Like all economists, I am familiar with the concept of the tragedy of the commons. However, possibly like most economists, I had not read Garrett Hardin’s 1968 article from where we derive the phrase – that is, until yesterday. As a result, I did not understand the extent to which overpopulation concerns underpinned Hardin’s writing (HT: Daniel Rankin).
Much of Hardin’s career focussed on overpopulation. He wrote one article called Living on a Lifeboat in which he argued that the lives saved by food aid would only make life worse for later generations (a Malthusian world). He was also an advocate of allowing people to choose their own time to die – he committed suicide with his wife at age 88. Given the debate on fertility at Cato Unbound and the release of Bryan Caplan’s Selfish Reasons to Have More Kids, what Hardin wrote in The Tragedy of the Commons about population is now particularly topical.

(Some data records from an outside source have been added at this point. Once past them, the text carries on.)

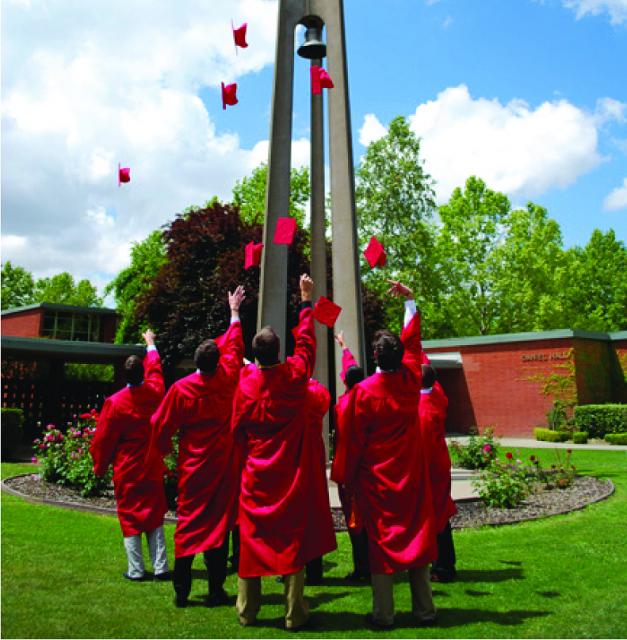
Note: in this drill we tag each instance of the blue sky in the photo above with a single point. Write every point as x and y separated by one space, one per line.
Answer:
528 94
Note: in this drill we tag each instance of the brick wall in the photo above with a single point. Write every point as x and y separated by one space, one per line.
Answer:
501 385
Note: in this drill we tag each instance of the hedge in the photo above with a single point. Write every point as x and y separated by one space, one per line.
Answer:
548 435
599 419
12 421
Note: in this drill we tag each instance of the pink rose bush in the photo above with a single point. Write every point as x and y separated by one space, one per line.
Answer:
65 458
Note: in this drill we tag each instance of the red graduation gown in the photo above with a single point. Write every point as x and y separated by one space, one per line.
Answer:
277 523
385 463
122 438
432 425
199 408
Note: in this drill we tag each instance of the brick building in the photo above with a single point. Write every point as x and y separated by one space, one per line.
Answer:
509 382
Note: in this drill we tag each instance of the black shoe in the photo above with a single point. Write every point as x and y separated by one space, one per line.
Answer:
427 622
166 576
217 599
180 602
377 625
140 579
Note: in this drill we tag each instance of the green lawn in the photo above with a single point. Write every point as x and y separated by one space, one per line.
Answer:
564 576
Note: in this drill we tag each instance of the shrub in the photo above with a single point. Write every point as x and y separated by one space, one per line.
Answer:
616 438
478 453
599 419
503 484
548 435
65 459
12 421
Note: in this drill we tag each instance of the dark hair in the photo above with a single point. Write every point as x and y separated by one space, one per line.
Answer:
429 376
134 370
266 346
206 356
354 375
388 350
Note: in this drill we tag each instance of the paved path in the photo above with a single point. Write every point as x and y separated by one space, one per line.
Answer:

Hardin’s concern about overpopulation stemmed from the existence of the commons. For example, in a “dog eat dog” world, if someone had too many children, it would not be a matter of public concern as these parents would leave less descendants than others. This is because they would be unable to adequately care for a large number of children. He wrote:
If each human family were dependent only on its own resources; if the children of improvident parents starved to death; if, thus, overbreeding brought its own “punishment” to the germ line—then there would be no public interest in controlling the breeding of families.

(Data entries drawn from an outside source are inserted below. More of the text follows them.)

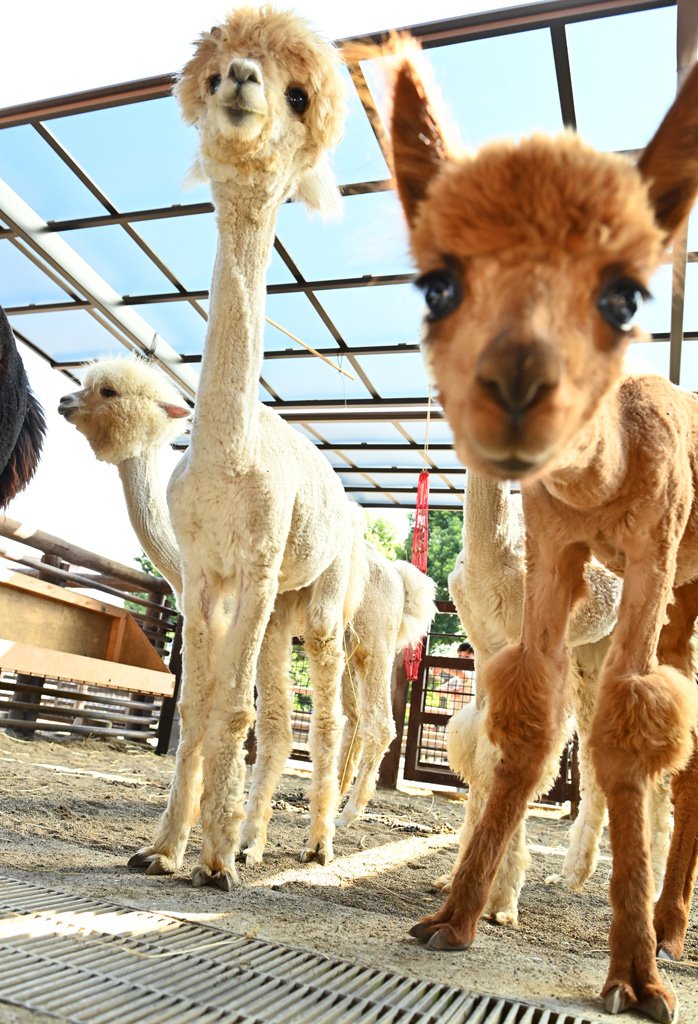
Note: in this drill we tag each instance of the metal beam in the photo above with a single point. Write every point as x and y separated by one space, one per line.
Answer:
137 334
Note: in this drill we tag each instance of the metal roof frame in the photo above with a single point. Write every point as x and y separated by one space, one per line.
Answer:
41 242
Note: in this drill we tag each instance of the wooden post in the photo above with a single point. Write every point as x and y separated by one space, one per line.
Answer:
168 727
390 766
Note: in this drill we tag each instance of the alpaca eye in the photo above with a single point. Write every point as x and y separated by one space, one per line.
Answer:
297 99
441 293
618 301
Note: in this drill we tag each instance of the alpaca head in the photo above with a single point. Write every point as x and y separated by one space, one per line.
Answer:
532 259
125 409
266 95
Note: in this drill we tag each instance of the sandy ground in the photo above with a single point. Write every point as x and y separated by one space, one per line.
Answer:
72 813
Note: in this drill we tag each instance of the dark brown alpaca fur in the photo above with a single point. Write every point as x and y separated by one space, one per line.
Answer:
530 376
22 420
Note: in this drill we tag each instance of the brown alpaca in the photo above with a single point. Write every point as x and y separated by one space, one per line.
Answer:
532 258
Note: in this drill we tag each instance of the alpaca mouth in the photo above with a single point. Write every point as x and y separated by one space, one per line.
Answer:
67 410
514 467
237 112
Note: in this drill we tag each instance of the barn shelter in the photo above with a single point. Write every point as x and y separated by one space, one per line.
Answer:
103 251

Hardin felt, however, that these conditions did not hold as society was committed to one form of commons, the welfare state. In some ways, this is a direct response to Bryan Caplan’s recent statement that:
As long as parents are financially responsible for their children, any negative effect of population on living standards is internal to the family. ….. [T]he negative externalities, if any, are intra-family.
The question is, thus, to what extent does Caplan’s condition that “as long as parents are financially responsible for their children” hold?
Beyond the welfare state example of Hardin’s, some other negative externalities come to mind. These include the raft of unpriced commons to which people still have access, positional goods, limited land (think beach front real estate) or where desperate conditions result in property rights breaking down (say, Rwanda in 1994 as family plot sizes dropped below that which could sustain a family). The high wages after the Black Death induced population plunge in the 1300s also suggest that externalities extend beyond the family.
When it comes to solving the problem of the tragedy of the commons, Hardin generally favours property rights, although he did consider that the system of private property plus inheritance was unjust. He simply did not see any other alternative.
For the issue of overpopulation and fertility, however, he was less clear. He notes the uselessness of appealing to conscience to cut fertility, as those who continue to breed despite the appeal to conscience will then dominate the population. He considered that we needed to abandon the commons in breeding and relinquish the freedom to breed. On the United Nations Declaration on Human Rights, which allows freedom of choice of family size for the family, Hardin wrote that “If we love the truth we must openly deny the validity of the Universal Declaration of Human Rights”.
How precisely Hardin proposed to curtail the right to breed, however, is not addressed in his tragedy of the commons article. I understand that he addressed specific population control measures in more detail in his later work, which might be the subject of a later post.